Comprenons-nous : ce n’est pas que je n’éprouvais aucune sympathie pour l’idée d’un virus artificiellement créé par les Chinois, dans un laboratoire à Wuhan, mais j’avoue que je ressentais une certaine déception, comme un sentiment d’inachèvement. Bien entendu, j’ai essayé de poser des questions : était-ce réellement par hasard que les pays du Maghreb semblaient moins souffrir du virus que les nôtres ? Pouvait-on réellement exclure que celui-ci se soit échappé d’un ancien laboratoire de Saddam Hussein consacré aux armes bactériologiques ? Étions-nous réellement certains que les musulmans ne remplaçaient pas le porc par du pangolin dans les saucisses de campagne?… En vain. Grâce à nous, tout le monde était tellement convaincu de la nullité des musulmans que personne ne les croyait capables d’avoir ourdi un tel complot pour mettre nos civilisations à genoux. La ceinture d’explosifs artisanaux, oui, le laboratoire de génie génétique, non. Bien entendu, la stigmatisation par certains des jeunes et des quartiers pauvres (bourrés de musulmans) comme vecteurs de la pandémie fut une forme de consolation, mais rien qui pût faire passer l’idée que nous avions manqué une grande occasion de faire de l’islam une incarnation du mal absolu.
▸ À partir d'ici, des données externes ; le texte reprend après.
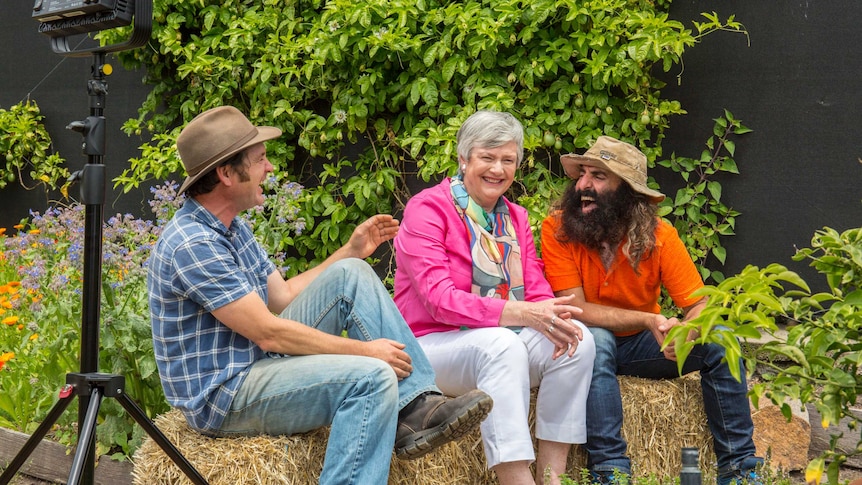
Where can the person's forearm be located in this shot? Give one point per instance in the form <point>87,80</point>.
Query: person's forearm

« Qu’importe », vous direz-vous peut-être?… C’est en fait dramatique : imaginez que cette crise fasse prendre conscience de l’unité du genre humain, que le nombre de morts dus à l’épidémie pousse à investir dans la solidarité ou que des musulmans fassent montre de compassion et de sens de l’intérêt général, des années de labeur pourraient être réduites à néant.
Il ne manquerait plus que de devoir admettre que le réchauffement climatique n’est pas un complot des écologistes pour nous faire revenir au temps de la bougie et du char à bœufs, qu’il est un immense péril pour nos sociétés et que les musulmans, une fois de plus, n’y sont pour rien… l’échec serait alors complet.
Et pourtant, en fin de compte, n’est-ce pas l’ultime preuve de ce que les musulmans ne sont bons à rien : ils ne font même pas de bons boucs émissaires ? Les boucs émissaires aussi, c’était mieux avant.